Venus and Mars: A Study in Power Play & the Quest for Power – A Lecture with Edith Hathaway

Dates: 05/12/2011 Dates: 05/12/2011 Times: 19:00 - 21:30 Location: Puget Sound Yacht Club, Seattle

Vedic myths surrounding Venus and Mars add insight into how Vedic astrology views Venus and Mars, individually and together. Typically they focus on who has the power, who does not have it or has lost it, and what that power represents in terms of attainability.

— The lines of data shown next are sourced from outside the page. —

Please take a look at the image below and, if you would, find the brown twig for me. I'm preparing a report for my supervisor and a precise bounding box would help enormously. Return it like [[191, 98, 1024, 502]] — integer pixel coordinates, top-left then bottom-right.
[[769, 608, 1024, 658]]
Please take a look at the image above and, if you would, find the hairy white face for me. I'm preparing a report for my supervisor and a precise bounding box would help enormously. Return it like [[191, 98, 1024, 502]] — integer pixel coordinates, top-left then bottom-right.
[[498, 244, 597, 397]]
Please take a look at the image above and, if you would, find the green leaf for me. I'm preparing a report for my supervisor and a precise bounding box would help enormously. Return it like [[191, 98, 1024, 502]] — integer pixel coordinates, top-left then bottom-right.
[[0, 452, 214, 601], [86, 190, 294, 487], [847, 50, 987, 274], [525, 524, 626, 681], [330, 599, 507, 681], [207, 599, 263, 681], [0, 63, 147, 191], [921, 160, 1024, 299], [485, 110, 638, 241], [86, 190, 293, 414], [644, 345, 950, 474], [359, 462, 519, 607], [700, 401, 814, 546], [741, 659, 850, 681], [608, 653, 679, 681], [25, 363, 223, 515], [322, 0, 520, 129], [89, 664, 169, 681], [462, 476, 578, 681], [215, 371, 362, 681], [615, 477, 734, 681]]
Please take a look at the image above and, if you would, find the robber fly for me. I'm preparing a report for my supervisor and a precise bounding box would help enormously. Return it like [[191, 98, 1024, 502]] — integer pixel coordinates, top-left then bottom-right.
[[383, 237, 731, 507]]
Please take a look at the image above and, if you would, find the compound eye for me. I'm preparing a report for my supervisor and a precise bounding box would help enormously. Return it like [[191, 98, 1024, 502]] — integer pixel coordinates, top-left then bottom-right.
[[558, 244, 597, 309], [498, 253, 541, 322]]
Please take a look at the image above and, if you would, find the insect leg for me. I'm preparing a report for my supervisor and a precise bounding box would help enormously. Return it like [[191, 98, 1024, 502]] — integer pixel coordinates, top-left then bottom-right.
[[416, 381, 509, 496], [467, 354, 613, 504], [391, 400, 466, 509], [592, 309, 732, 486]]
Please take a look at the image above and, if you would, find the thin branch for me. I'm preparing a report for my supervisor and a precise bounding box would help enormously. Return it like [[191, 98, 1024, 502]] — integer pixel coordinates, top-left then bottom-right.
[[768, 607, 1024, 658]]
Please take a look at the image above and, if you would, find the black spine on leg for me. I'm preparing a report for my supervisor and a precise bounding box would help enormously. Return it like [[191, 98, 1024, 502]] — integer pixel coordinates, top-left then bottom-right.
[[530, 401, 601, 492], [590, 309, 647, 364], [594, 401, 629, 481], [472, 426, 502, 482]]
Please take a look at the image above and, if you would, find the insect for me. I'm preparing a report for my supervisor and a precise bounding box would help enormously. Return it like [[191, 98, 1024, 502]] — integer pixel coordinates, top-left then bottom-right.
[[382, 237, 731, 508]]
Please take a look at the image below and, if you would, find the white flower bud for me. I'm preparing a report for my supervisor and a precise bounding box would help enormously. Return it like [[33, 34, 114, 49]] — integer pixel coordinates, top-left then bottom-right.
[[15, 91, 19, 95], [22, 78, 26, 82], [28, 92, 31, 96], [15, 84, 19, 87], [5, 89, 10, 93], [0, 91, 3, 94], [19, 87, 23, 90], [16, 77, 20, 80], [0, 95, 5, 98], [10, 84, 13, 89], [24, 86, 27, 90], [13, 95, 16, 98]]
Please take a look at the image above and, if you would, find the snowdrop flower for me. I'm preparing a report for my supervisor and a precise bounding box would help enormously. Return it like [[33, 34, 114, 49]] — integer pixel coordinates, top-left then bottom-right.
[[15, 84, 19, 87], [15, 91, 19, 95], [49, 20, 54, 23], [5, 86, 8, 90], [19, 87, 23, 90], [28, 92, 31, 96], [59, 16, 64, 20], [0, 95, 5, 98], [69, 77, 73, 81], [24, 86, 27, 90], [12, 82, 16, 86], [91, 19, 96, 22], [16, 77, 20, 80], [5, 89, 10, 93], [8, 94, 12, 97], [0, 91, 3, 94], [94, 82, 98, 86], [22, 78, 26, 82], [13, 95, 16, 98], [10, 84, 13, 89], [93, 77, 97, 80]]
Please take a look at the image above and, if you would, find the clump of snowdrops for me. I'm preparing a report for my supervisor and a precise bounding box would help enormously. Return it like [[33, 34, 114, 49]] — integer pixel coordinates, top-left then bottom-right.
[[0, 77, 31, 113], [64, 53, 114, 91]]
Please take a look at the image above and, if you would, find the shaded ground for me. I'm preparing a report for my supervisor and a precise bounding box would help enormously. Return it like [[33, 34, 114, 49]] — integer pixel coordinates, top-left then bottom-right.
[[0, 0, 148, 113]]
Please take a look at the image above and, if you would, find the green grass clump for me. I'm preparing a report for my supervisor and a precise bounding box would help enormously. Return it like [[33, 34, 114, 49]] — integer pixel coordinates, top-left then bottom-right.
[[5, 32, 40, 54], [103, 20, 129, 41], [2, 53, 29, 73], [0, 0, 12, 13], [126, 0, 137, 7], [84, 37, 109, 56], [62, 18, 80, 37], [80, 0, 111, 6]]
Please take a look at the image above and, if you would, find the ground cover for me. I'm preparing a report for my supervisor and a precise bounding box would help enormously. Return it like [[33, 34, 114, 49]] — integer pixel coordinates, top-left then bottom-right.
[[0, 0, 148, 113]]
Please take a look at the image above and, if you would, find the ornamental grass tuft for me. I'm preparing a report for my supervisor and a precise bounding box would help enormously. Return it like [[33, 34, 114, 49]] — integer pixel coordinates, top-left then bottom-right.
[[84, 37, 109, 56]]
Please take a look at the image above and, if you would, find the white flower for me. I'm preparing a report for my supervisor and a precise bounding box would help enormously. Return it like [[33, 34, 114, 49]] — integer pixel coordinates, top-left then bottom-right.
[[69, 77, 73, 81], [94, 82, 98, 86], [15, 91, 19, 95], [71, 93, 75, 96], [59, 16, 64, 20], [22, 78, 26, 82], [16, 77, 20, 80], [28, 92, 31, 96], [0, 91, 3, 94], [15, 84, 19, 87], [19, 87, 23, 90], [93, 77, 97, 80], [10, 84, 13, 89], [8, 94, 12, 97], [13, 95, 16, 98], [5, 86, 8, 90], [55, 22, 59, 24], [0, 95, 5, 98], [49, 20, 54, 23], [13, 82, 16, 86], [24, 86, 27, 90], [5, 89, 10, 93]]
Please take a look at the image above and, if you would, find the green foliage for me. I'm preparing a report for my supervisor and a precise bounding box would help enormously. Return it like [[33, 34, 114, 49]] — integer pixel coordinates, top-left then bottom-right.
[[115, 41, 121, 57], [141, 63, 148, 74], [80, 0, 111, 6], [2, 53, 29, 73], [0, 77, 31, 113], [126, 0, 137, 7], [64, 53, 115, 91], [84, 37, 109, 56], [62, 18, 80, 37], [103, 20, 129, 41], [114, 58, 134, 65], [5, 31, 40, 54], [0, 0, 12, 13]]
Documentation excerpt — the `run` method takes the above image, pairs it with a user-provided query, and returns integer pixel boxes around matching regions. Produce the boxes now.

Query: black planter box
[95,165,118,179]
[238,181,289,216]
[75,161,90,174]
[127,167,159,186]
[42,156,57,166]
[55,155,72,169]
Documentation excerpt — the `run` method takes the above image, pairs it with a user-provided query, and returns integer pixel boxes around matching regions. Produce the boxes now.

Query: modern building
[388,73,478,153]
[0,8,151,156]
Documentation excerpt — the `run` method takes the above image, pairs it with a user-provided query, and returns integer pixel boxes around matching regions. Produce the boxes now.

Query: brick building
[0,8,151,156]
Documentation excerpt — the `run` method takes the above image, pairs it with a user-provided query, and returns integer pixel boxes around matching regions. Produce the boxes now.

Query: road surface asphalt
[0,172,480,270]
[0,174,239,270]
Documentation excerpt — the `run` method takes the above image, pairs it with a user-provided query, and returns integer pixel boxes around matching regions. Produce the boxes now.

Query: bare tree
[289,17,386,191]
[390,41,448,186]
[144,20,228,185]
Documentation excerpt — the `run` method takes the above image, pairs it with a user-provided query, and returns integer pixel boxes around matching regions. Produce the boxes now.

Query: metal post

The Western tropical astrologer is often mystified how any astrology can operate without the use of the outer planets, at minimum Uranus, Neptune, and Pluto!  This talk explores how – in addition to the perspective gained from Vedic myths – much profound information comes to light by going deeper into the sign and nakshatra where the planets are located, their house position (especially from the Ascendant), the interrelationship of these planets, and the unfolding of the Vimshottari Dasa system as it pertains to these and other planets.

Vedic myths from the Puranas and elsewhere are teaching myths for the astrologer and give important clues as to how the planets reveal themselves in and out of time. We will look at various example charts to see how all this plays out, translating myth and rules of delineation into striking profiles of Venus and Mars, together and apart.

$7 for members and first-time guests
$15 for returning non-members

Click here for meeting location and directions.

Edith Hathaway’s new book, In Search of Destiny: Biography, History, and Culture Told through Vedic Astrology, will be her second published book on astrology, the first since 1991.  She has published numerous articles, some available at her website, since she began her astrological consulting practice in 1980.  In 1988-89 she wrote her first book on Western tropical astrology,  published in July 1991 by Llewellyn –  Navigating by the Stars:  Astrology and the Art of Decision-Making.   It contains much material on Astrocartography, as well as material based on methods of Uranian astrology.  American astrologer and Astrocartography maverick Jim Lewis called it “a Geminian feast for the mind.”  In his review of the book, the distinguished British astrologer Charles Harvey called Edith Hathaway “a real working astrologer speaking in the light of her own work and observation.  More please!”

In 2011, she finally fulfills Charles Harvey’s request.  Edith now writes primarily on Vedic astrology, and began these studies in 1988, marking the start of her gradual transition into Vedic astrology from Western tropical astrology, which – in turn – was a study she began in 1976, a full Jupiter cycle earlier.